Reactions to the proposal were mixed, with the region of Grand Est being supportive of the idea, while the region of Hauts-de-France was critical particularly over costs, pointing out that the region already subsidises its TER to the tune of 530 million euros. The president of the Île-de-France region Valérie Pécresse said in an interview on France 3 Paris Île-de-France, that the costs for such a scheme would be around 1.8 billion euros for the region, making it unaffordable.

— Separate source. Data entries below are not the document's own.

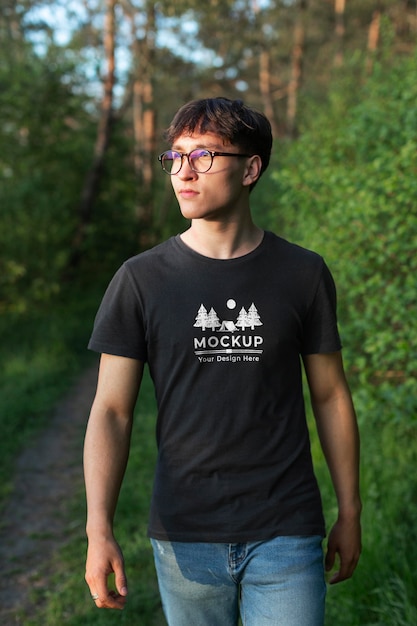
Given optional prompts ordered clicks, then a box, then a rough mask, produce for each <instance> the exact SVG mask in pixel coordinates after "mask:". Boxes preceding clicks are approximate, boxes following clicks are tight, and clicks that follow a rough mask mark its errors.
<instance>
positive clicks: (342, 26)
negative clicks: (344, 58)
mask: <svg viewBox="0 0 417 626" xmlns="http://www.w3.org/2000/svg"><path fill="white" fill-rule="evenodd" d="M345 9H346V0H335V5H334V10H335V37H336V52H335V56H334V61H333V64H334V66H335V67H341V66H342V65H343V41H344V38H345V30H346V29H345Z"/></svg>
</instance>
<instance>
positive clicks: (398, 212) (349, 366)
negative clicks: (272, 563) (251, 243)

Wissing has said he would like to interlink the two schemes, so that persons could use either pass in each other's countries.

On 27 September, Beaune and the presidents of all regions came together in Saint-Malo to begin discussions on financing such a scheme, together with general rail finance such as track fees and rolling stock. It is hoped that such a subscription would be available by the summer of 2024.

===United Kingdom===
A report produced for Greenpeace by the Greengauge 21 think tank suggested in 2024 that an unlimited rail card might increase usage of UK trains and reduce the climate impact of fossil–fuel-powered vehicles. The Department for Transport said that the government had no plans to implement such a scheme. There is an English National Concessionary Travel Scheme allowing disabled and elderly residents to travel free of charge outside peak hours on local buses throughout England, with comparable schemes in Wales, Scotland and Northern Ireland.